Le démocrate Tim Kaine et le républicain Mike Pence, le 4 octobre à Farmville en Virginie, à l’occasion du débat entre les vice-présidents. | JONATHAN ERNST / REUTERS

Les républicains, troublés par le style et le manque de constance de leur candidat à l’élection présidentielle, Donald Trump, ont sans doute soufflé, au terme du débat qui opposait, mardi soir 4 octobre, à la Longwood University, en Virginie, le colistier du milliardaire, Mike Pence, à Tim Kaine, celui de son adversaire démocrate Hillary Clinton. Ils ont en effet retrouvé avec le premier le calme et la solidité doctrinale d’un conservateur on ne peut plus orthodoxe, prompt à dénoncer un Etat inefficace, à défendre une politique étrangère musculeuse et des valeurs morales qui commencent par l’opposition à l’avortement.

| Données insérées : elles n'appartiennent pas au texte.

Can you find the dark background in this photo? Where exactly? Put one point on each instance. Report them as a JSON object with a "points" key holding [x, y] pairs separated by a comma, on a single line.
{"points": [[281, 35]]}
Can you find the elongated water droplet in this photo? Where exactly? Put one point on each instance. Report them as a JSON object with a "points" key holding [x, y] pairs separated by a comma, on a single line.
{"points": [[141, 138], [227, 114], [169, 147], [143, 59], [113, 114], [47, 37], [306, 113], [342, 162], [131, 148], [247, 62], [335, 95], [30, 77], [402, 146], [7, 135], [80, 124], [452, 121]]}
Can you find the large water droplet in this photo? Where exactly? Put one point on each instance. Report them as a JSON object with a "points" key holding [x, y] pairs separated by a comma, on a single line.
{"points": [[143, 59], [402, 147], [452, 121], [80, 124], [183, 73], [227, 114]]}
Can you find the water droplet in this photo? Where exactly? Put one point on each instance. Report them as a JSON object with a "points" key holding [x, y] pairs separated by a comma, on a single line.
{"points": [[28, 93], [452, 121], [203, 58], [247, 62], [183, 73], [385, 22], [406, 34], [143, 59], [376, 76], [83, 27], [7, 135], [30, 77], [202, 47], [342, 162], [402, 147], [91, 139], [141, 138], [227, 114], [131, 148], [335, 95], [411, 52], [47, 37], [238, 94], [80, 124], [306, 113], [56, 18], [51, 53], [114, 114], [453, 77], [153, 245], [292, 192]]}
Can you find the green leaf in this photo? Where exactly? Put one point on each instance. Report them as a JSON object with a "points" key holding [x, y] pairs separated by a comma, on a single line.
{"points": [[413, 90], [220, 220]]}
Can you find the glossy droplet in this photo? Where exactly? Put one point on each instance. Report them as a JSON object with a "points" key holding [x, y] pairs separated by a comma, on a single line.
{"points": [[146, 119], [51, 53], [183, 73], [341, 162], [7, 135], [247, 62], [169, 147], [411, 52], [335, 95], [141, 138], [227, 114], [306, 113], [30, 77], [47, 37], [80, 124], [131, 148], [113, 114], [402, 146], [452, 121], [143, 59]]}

A cinq jours du deuxième débat prévu entre la candidate démocrate et son adversaire (dimanche 9 octobre), l’opposition entre leurs deux colistiers a été le parfait contraire de leur première confrontation. Chargé manifestement d’instruire le procès du milliardaire, le sénateur de Virginie Tim Kaine, réputé affable, a fait preuve, pratiquement tout au long du débat, d’une agressivité qui l’a desservi. Ses interruptions systématiques du gouverneur de l’Indiana, qui n’a cessé de lui opposer une impavidité tout aussi préparée, ont rappelé celles de M. Trump le 26 septembre, qui n’avaient pas peu contribué à sa mauvaise performance.

M. Kaine avait pour stratégie de sommer M. Pence, tout au long des quatre-vingt-dix minutes du débat, de défendre les propos les plus controversés de M. Trump, qu’il s’agisse de ses déclarations outrancières sur les immigrants mexicains ou les femmes, de son refus de publier ses déclarations de revenus, de son indifférence vis-à-vis de la prolifération nucléaire, ou de son jugement porté sur Vladimir Poutine. « Il a son Mont Rushmore personnel, avec Vladimir Poutine, Kim Jong-un, Mouammar Kadhafi et Saddam Hussein », a raillé M. Kaine, accusant ses adversaires de confondre leadership et dictature.

Positions fluctuantes

Mais M. Pence s’est gardé de se laisser prendre au piège. Mieux que le magnat de l’immobilier, il a su répliquer en contre-attaquant sur le bilan de l’administration démocrate, après deux mandats consécutifs. « Vous pouvez tourner les chiffres comme vous voulez, les gens souffrent », a-t-il assuré, avant de se présenter comme un candidat du changement, alors que « Hillary Clinton et Tim Kaine veulent que les choses restent les mêmes ». Contrairement à M. Trump, il a exploité avec plus d’efficacité les faiblesses de Mme Clinton, qu’il s’agisse de l’utilisation d’un serveur privé pendant ses années passées à la tête du département d’Etat, ou bien des liens entretenus à la même période avec la fondation créée par son mari, l’ancien président Bill Clinton.

A de nombreuses reprises, cependant, le gouverneur de l’Indiana a baissé la garde en évitant, face à l’insistance de M. Kaine, de défendre certaines positions tenues par M. Trump, sur la prolifération nucléaire ou bien sur le sort des millions de sans-papiers sans casier judiciaire – que M. Trump a menacés d’expulsion. Plus curieusement, il s’est même démarqué des positions certes souvent fluctuantes du milliardaire, notamment sur la politique étrangère, en revenant à un interventionnisme plus conforme avec la tradition républicaine. Notamment vis-à-vis de la Russie, alors que M. Trump laisse entendre que les Etats-Unis auraient tout intérêt à trouver un terrain d’entendre avec ses dirigeants. Au risque de faire apparaître que le ticket républicain, sur le style comme sur le fond, campe inconfortablement sur deux lignes pas tout à fait identiques.